Consumer Education Pamphlets
The State Bar of California has published the following pamphlets which you may find helpful when you begin planning your estate:
Frequently Asked Questions
- What is the Difference Between a Revocable Living Trust and a Will? A properly funded revocable living trust will help you avoid or eliminate the need for slow, costly, public court proceedings in the event of incapacity and following death. In contrast, a will generally guarantees probate. If you own real estate in multiple states, probate will be required in each state. In addition, because a will takes effect only at death, its maker must rely on a power of attorney or conservatorship proceeding to manage his or her assets during any periods of incapacity. Trusts cost more than wills to create, fund, and manage. However, the upfront expense and effort can result in substantial savings when it comes time to administer the estate.
- If I Have a Revocable Living Trust, Do I Need a Will? Yes, you need a “Pour-Over Will.” When you create a revocable living trust, you must fund it. Funding occurs when assets are transferred into the trust. Sometimes, either intentionally or inadvertently, assets are not transferred into the trust. In addition, you’ll likely acquire new assets, which you may choose to leave outside the trust for convenience reasons or forget to title in the trust’s name. Your “Pour-Over Will” directs that any assets held in your individual name, without a beneficiary designation, pass to your trust at your death. Depending on the quality and quantity of your non-trust assets, they may or may not be subject to probate. As a separate concern, if you have minor children, the will is the document where you’ll name their guardian.
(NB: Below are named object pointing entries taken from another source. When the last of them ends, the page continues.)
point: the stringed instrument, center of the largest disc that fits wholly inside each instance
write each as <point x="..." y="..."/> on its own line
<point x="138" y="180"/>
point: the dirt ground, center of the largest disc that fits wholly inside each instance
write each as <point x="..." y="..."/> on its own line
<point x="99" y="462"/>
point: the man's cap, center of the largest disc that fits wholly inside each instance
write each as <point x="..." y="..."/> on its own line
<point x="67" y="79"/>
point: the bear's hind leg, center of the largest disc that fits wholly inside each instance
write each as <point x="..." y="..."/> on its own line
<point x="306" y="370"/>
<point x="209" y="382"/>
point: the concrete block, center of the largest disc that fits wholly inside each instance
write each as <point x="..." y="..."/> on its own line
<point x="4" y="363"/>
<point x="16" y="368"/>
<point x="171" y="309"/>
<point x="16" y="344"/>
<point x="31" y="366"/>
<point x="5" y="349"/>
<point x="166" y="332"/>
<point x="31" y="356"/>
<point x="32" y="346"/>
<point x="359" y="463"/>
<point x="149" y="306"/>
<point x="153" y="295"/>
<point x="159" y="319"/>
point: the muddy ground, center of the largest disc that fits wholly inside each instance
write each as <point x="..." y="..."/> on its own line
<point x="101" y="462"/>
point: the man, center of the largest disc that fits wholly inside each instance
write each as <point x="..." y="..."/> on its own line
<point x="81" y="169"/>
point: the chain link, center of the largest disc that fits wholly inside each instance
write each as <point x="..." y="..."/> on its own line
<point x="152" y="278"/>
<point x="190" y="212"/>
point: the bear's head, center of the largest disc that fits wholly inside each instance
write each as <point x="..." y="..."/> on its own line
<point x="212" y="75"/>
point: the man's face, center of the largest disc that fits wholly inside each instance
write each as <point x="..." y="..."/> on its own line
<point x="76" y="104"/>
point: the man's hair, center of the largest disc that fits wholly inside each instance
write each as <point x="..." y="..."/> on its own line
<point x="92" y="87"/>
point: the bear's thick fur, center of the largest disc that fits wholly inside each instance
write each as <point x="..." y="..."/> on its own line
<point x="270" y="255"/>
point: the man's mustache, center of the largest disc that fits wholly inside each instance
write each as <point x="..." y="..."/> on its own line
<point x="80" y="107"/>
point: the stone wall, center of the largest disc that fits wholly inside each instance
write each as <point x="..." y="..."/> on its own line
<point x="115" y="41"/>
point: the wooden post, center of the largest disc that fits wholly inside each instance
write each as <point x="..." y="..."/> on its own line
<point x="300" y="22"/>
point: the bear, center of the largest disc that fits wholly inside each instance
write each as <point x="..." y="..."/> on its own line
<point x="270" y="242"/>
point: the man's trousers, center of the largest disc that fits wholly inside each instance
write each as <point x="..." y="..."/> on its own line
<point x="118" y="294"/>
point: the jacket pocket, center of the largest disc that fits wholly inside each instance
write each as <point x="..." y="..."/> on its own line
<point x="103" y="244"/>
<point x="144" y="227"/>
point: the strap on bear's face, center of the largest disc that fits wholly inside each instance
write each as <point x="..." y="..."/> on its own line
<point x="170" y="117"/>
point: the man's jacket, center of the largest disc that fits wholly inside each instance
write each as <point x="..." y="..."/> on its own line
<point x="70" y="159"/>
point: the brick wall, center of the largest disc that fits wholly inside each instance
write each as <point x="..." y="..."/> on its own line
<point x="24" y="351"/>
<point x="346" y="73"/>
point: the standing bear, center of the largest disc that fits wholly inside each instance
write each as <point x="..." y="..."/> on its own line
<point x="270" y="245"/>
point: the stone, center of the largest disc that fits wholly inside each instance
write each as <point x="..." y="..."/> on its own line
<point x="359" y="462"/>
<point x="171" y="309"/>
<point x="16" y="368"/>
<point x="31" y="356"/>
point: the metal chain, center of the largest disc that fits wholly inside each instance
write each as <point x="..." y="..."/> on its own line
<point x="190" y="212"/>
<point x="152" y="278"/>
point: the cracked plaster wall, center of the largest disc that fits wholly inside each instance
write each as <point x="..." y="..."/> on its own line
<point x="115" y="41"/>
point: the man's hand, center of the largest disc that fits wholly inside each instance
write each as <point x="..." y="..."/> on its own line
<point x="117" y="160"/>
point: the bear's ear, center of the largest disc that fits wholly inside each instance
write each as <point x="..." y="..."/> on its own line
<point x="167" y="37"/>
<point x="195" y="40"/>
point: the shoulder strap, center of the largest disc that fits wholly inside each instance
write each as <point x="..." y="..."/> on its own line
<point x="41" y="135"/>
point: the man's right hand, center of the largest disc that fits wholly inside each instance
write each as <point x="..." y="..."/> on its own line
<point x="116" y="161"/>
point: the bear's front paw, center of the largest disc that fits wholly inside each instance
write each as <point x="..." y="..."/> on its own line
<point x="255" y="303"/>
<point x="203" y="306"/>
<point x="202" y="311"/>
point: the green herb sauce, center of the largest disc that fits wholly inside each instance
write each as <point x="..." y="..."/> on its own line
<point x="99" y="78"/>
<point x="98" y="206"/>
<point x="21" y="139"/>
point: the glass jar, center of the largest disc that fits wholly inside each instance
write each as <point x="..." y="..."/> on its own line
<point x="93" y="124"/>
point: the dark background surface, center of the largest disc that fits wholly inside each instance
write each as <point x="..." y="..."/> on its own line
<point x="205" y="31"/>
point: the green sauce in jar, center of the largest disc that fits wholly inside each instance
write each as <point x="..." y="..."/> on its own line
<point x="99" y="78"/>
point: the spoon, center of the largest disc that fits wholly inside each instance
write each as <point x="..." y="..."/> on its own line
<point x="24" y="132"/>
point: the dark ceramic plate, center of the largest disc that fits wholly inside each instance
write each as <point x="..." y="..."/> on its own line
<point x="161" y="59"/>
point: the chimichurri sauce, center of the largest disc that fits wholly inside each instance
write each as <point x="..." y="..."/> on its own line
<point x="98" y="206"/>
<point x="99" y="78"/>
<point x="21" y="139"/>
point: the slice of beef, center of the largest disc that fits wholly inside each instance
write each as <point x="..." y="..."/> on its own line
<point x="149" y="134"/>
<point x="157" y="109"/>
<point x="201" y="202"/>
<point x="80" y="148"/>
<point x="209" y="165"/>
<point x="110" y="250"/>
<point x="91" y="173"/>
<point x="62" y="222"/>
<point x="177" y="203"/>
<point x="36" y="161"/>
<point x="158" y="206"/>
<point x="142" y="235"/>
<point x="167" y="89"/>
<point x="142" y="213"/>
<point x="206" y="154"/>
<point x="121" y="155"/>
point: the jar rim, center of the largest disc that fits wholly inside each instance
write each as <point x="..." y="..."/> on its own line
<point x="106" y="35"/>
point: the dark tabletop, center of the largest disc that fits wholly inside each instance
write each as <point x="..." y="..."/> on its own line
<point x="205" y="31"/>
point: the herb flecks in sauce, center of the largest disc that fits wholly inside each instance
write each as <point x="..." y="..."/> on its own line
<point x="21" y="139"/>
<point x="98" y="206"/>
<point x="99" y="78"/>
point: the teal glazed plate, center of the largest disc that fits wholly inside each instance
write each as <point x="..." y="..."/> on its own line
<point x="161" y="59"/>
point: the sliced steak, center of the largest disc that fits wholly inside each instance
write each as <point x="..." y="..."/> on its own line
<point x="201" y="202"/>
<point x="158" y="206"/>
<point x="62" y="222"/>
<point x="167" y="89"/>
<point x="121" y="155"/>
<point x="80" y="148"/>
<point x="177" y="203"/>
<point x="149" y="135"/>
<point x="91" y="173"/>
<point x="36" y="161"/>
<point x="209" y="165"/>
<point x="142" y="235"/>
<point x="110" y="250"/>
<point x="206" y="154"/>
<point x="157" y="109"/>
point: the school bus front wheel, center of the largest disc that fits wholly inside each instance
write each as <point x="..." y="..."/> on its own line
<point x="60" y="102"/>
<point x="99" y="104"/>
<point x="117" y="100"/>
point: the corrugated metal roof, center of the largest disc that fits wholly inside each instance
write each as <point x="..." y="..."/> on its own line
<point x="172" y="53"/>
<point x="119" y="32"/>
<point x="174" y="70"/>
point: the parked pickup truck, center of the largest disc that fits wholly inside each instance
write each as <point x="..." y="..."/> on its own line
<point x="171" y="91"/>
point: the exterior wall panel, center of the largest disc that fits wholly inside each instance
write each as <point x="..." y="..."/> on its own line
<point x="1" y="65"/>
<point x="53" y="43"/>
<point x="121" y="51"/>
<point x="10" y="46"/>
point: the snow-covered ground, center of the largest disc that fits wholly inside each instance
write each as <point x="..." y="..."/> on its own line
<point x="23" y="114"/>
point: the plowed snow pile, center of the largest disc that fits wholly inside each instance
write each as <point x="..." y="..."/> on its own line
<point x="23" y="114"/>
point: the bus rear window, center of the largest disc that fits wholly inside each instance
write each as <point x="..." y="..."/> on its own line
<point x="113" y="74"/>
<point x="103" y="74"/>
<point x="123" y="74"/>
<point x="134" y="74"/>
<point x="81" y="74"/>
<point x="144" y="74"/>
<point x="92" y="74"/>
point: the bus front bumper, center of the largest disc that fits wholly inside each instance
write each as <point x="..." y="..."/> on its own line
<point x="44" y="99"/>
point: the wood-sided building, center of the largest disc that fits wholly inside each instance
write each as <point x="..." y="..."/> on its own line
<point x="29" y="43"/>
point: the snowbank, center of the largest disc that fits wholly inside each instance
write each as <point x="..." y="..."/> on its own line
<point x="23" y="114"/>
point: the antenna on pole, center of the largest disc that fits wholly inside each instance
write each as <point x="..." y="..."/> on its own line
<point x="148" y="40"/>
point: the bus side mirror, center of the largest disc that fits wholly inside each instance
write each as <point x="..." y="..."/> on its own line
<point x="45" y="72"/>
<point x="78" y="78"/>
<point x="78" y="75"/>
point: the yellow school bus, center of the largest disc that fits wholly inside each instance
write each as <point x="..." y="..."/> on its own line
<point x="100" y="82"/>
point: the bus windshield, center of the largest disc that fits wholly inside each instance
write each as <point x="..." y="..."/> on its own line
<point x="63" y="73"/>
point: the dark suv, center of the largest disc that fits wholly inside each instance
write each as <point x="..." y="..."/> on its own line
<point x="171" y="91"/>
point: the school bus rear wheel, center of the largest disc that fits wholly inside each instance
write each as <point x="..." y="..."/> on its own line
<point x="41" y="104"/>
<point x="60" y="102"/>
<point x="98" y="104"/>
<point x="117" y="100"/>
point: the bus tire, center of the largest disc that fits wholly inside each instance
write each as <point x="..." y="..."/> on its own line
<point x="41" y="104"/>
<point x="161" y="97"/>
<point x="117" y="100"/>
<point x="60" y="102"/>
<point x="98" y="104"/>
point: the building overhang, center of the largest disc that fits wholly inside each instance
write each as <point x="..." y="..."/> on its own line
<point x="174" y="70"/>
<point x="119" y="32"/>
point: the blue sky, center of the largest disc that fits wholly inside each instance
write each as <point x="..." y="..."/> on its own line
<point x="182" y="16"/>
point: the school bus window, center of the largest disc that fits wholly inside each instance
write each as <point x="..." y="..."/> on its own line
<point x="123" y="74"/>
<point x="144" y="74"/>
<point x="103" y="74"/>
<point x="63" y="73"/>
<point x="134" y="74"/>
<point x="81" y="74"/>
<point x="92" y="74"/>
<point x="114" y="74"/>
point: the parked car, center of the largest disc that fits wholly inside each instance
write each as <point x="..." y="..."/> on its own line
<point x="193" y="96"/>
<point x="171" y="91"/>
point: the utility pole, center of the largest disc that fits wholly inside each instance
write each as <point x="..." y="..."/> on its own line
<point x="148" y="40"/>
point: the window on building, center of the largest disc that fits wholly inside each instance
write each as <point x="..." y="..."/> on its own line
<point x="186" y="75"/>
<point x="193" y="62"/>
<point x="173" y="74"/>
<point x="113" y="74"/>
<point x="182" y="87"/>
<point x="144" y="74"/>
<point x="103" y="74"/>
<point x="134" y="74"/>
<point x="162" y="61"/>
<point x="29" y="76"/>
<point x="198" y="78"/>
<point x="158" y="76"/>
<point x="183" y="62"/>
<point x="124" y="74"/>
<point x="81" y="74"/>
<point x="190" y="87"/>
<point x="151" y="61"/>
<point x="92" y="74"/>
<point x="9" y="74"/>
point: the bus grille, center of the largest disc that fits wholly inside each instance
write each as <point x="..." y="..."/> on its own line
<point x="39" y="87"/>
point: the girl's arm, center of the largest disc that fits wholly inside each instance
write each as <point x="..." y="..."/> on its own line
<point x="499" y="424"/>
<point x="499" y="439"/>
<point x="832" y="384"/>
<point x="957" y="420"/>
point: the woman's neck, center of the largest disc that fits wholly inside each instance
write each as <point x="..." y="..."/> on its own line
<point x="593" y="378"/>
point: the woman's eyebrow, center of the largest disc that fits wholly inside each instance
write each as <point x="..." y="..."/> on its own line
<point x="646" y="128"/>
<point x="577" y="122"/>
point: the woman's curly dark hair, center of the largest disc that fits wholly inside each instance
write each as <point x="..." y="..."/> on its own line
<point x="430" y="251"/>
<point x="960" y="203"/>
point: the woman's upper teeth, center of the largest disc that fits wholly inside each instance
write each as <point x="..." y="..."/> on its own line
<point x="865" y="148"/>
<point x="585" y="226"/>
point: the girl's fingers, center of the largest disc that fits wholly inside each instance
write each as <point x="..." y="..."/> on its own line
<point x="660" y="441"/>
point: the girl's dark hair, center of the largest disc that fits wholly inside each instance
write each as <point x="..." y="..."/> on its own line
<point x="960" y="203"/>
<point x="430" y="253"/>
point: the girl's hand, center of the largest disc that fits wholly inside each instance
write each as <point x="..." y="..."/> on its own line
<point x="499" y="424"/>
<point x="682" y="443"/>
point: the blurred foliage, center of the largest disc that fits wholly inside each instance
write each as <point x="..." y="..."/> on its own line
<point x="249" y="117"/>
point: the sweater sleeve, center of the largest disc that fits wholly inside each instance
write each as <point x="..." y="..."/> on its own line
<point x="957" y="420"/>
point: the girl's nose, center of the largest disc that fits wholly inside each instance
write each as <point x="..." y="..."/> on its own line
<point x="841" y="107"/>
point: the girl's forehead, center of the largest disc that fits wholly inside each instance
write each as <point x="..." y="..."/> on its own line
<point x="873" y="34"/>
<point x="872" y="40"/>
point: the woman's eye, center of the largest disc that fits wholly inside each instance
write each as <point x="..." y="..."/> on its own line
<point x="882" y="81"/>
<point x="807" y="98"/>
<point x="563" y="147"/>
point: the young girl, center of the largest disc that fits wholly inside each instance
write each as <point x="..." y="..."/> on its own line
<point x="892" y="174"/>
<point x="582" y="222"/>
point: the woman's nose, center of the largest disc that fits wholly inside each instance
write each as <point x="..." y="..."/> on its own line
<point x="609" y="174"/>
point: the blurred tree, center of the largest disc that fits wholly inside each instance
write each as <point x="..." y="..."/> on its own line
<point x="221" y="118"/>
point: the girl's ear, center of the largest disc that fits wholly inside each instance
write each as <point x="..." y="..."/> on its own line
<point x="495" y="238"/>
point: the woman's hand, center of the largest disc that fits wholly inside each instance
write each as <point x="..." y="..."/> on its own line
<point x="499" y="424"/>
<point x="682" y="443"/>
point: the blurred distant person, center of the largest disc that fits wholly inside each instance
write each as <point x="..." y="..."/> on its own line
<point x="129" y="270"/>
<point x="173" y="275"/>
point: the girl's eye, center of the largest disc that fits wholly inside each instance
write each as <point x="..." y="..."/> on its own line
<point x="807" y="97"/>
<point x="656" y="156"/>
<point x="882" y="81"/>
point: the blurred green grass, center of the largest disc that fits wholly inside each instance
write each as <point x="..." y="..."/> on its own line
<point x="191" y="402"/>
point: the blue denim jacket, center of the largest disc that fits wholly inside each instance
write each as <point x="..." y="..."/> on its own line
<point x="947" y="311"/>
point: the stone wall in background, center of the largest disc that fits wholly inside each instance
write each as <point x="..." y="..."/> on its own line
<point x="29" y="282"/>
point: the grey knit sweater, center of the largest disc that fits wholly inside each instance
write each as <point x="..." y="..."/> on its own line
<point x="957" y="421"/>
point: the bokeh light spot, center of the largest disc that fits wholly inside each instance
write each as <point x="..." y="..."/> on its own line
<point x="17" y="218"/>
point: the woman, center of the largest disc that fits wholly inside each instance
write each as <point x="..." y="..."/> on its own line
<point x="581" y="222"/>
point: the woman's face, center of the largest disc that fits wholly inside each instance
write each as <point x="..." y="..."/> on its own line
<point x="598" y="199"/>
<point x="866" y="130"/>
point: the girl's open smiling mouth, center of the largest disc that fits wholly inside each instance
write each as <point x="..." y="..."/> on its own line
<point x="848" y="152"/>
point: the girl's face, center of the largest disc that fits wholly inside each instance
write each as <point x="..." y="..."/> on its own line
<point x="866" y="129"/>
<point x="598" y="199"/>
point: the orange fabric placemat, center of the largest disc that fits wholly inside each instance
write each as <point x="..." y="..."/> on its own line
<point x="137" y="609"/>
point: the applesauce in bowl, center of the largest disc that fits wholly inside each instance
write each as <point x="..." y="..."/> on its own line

- What is Included in My Estate for Purposes of Determining the Federal Estate Tax? Almost everything you own worldwide will be included in your estate for purposes of calculating the federal estate tax. This includes your home, business interests, bank accounts, investments, personal property, retirement plans, and death benefits from life insurance policies payable to or owned by your estate. Your assets are reduced by your debts at death, expenses of administering your estate, certain medical expenses, funeral expenses, marital and charitable deductions, and certain losses. The net value of your estate is subject to the estate tax to the extent it exceeds the exemption amount established by Congress at the time of your death.